Friday, July 13, 2012

Reassuring

There is no better reassurance than happiness. For every moment in my day that i feel truly happy, I am proud of myself for making the life decisions that I did. I could look back and be embarrassed or ashamed about parts of my past, but like I've blogged before, I don't think I'd be where I am today without the mistakes, lessons learned, or decisions made.

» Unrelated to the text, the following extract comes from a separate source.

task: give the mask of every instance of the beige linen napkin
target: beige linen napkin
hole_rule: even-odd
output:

I feel this reassurance most with my husband. Not only is it a great feeling to know that I have a happy, loving marriage, but it's a constant pat on the back for the tough decision of leaving Lyla's father. Then, I wanted nothing more than Lyla's parents to be together: live together, raise her together. Now, I know that a parent is not defined by blood or biology, and that I am not a bad person for "breaking up her family" as I've previously been blamed for. Mind you, the one who did that blaming has not seen my beautiful daughter in over a year - ahem. I occasionally think back to how unhappy I was, and how forced everything felt. It makes me beyond appreciative of what I now have with Eric; how naturally everything comes, even the most simple things, like being nice to each other or helping out. I feel so lucky to go to bed each night and wake up each morning truly happy, and I can't help but be proud of myself for getting myself here.

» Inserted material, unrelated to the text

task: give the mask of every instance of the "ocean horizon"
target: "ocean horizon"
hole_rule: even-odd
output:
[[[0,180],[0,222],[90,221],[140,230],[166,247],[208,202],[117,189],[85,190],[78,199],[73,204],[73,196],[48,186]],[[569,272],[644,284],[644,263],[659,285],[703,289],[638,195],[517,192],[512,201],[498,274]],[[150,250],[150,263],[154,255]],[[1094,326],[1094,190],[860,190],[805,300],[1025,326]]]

If you want reassurance of your parenting, in my case, all I have to do is listen in on Lyla playing. I'll often hear her scolding a stuffed animal for screaming, and then explaining how to use an indoor "boice", or placing a doll in time out because "she's not being a good 'wistener'". I absolutely melt when she's polite, though. Sometimes I'll ask her if she'd like a snack, or more or something, and she'll reply "umm...no thank you mommy, but thank you for asking me" ...gush. And then there are the less kind, but awesomely funny times, like when she tells the dog to KNOCK IT OFF when he's barking.

Even when I was little, I always wanted to be a wife and mother. I would always play house, and imagine what it would be like. I knew I wanted to be a young mom, too - I always said I'd have my first at 21 - so when I had Lyla at 20, it wasn't that far off my "plan", minus the whole right-person-husband factor. So now, when Eric comes home from work to his wife and kids, it's surreal. I can't believe after years of wondering that I'm finally here, doing what I always knew I wanted to do, and absolutely in love with it. It took a lot of hard work, tough decisions, and acceptance of my past to get where I am today, but the happiness I now have is the best reassurance I could ask for.